Der Kopf müsste doch eigentlich sagen: Nein!
Es ist jedenfalls ein Wunsch von mir, ein Ziel. Aber es ist nicht so, dass für mich eine Welt zusammenbrechen würde, wenn es nicht klappen sollte. Ich hätte kein Problem, damit zu sagen: «Schluss, es geht nicht mehr.»
Ganz ehrlich: Rentiert sich der ganze Aufwand, das ganze Risiko für einen, sagen wir, 28. Platz?
Genau das ist die Frage. Wenn ich nächstes Jahr zum Beispiel in Lake Louise 28. werden würde, ganz ehrlich: Für mich würde es das schon bringen. Das ist jetzt sicher egoistisch, aber mich würde schon interessieren zu sehen: Was ist noch möglich?
Als Ihre Mutter, als Freundin müsste man Ihnen eigentlich sagen: «Spinnst du, weiterzufahren, nach all dem, was passiert ist?»
Das haben sie ja eh gesagt. Im Ernst: Ich habe mit der Ingrid lange geredet, und wir haben uns darauf geeinigt: Für sie ist es okay, wenn es geht. Für sie ist wichtig, dass ich hundertprozentig fit bin, körperlich und geistig in der Lage, das zu machen. Dann ist sie einverstanden. Sie ist nicht begeistert, aber sie akzeptiert und versteht es.
Und wenn Ihre Familie Sie auf Knien bitten würde, nicht mehr zu fahren?
Diesem Wunsch hätte ich wahrscheinlich nachgegeben. Wenn die Ingrid gesagt hätte, sonst müsste sie mich verlassen, dann hätte ich aufgehört. Und wenn die Ärzte gesagt hätten, dass es keinen Sinn macht, dass es gefährlich ist, dann hätte ich es sowieso gelassen.
Haben Sie denn im Hinterkopf einen Plan B, oder ist alles auf das Comeback ausgerichtet?
Nein, es gibt keinen Plan. Natürlich habe ich im Sommer viel überlegt, was ich machen könnte. Aber im Moment ist das noch kein Thema: Wenn ich ein Formular ausfüllen muss, steht bei Beruf «Rennläufer» drin.
Was kann, was reizt Hans Grugger denn sonst noch?
Sicher wäre irgendwas mit Skifahren interessant. Aber was ich zum Bei-spiel gerne mache, ist Kochen: Das interessiert mich, deswegen waren die ersten Wochen nach dem Sturz auch so hart.
Warum?
Weil auch meine Geschmackssachen was abbekommen haben. Am Anfang war alles grauslig, was ich gegessen habe, alles war zu süss. Das war arg, weil ich sehr gerne was Gutes esse. Und dann beisst du in irgendwas rein, und es schmeckt furchtbar.
Sie haben die ersten Wochen angesprochen: An was können Sie sich noch erinnern?
Bei der Therapie in Hochzirl war ich so mit mir beschäftigt, dass ich gar nicht mitbekommen habe, was rund um mich los ist. Erst in der letzten Woche ist mir richtig bewusst geworden, was für Glück ich gehabt habe.
Inwiefern Glück?
Da kommen Leute rein, die nur den kleinen Finger bewegen können. Wo die Ärzte, die Angehörigen dann schon happy sind, wenn ein zweiter Finger dazukommt. Mir sind dann zwangsläufig die Gedanken gekommen: Warum der? Warum hatte derjenige so ein Pech und ich so ein Glück?
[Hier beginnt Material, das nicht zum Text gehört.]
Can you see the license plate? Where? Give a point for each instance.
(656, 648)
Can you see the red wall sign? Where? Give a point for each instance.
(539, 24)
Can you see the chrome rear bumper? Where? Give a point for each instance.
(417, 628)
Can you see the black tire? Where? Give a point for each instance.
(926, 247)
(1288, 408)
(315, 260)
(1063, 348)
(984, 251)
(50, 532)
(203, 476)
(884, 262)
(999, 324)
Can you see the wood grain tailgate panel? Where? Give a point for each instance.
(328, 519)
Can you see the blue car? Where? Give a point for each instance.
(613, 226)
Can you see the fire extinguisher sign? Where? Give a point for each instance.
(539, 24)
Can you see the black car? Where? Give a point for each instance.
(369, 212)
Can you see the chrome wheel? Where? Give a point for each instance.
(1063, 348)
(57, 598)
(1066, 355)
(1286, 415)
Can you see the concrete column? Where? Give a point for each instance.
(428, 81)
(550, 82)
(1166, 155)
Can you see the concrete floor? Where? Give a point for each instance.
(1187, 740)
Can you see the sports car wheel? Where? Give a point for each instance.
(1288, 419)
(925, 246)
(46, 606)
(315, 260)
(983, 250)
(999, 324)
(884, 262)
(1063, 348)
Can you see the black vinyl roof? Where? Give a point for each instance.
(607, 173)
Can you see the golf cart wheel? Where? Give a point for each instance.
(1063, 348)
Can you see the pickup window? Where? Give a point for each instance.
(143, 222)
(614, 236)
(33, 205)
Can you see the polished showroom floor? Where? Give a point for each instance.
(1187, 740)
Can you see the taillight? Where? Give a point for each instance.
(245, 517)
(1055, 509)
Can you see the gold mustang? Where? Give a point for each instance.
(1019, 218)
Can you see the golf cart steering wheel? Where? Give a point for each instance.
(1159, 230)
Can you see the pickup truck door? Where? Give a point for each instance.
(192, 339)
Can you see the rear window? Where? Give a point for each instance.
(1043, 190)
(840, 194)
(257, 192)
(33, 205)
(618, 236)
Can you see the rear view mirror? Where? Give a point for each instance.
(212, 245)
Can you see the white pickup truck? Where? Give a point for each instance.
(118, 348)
Hatten Sie ein schlechtes Gewissen?
Kein schlechtes Gewissen, aber du verstehst es halt nicht. Es ist unverständlich, warum der daliegt und nichts tun kann. Und ich nach vier Wochen als ein relativ Gesunder wieder aus dem Krankenhaus rausgehen kann. Das beschäftigt einen auch.
Haben Sie also nie gehadert: Warum musste mir dieser Sturz passieren?
Diese Gedanken sind sicher irgendwann einmal gekommen, aber das war nicht sehr ausgeprägt. Ab und zu schiesst es mir durch den Kopf: «Ah, es ist schon blöd zugegangen.» Aber es überwiegt die Dankbarkeit, dass ich hier sitzen und ein normales Leben führen kann.
Was haben Sie gelernt im letzten Jahr?
Sehr viel. Ich hab gehen gelernt, laufen, springen, viele Bewegungen. Und ich weiss jetzt wieder, wie schön wirs in Österreich haben. Das ist mir bewusst geworden, wo ich das erste Mal am Radl gesessen bin. Das weisst du ja nicht immer zu schätzen: Früher hatte ich einen Schleim (Österreichisch für «genervt sein»; Anm. d. Red.), wenn ich am Radl trainieren hab müssen: Und jetzt bin ich gefahren, habe nur die Gegend angeschaut und mir gedacht: «Boah, ist das lässig, mir gehts gut. Ich bin glücklich, ich habe eine tolle Familie, ich bin gesund.» Und eines ist mir heute auch klar: Dass das alles nicht selbstverständlich ist.